Los fantasmas de las corrientes
Un cuento de Helena González Sáez
No sé si existen los fantasmas: restos de personas muertas, ectoplasmas, personalidades que vuelven para comunicar con nosotros después de su muerte. Resulta chocante para mi racionalidad pensar en algo así, pero voy a dejarlo en suspenso porque hay tantas cosas raras y escucho tantas experiencias extraordinarias, que… No, estoy mintiendo. Miento porque yo misma he experimentado en mi propio cuerpo algunos sucesos que llevan la contraria al raciocinio.
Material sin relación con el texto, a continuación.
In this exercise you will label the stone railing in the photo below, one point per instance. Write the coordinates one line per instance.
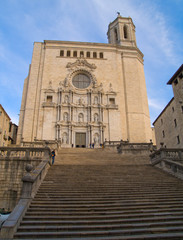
(31, 183)
(27, 153)
(169, 160)
(125, 147)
Al raciocinio o a ese órgano cultural que busca siempre la coherencia literal del lenguaje, como si fuera el lenguaje la realidad misma, como si el diminuto pacto social en el que nos movemos fuera el Universo entero.
Pienso, tengo la sensación, el barrunto oscuro de que algo hay, aunque cualquier intento de explicación se me vuelve inmediatamente banal, insuficiente…Quizá únicamente si recurro a la idea de lo numinoso: aquello inaccesible a la razón y que nuestra sensibilidad percibe gracias a su enorme complejidad, pero que nuestro pensamiento no puede interpretar puesto que no puede tratarlo como una identidad. Solo esta idea de numen parece señalarme un camino bien orientado.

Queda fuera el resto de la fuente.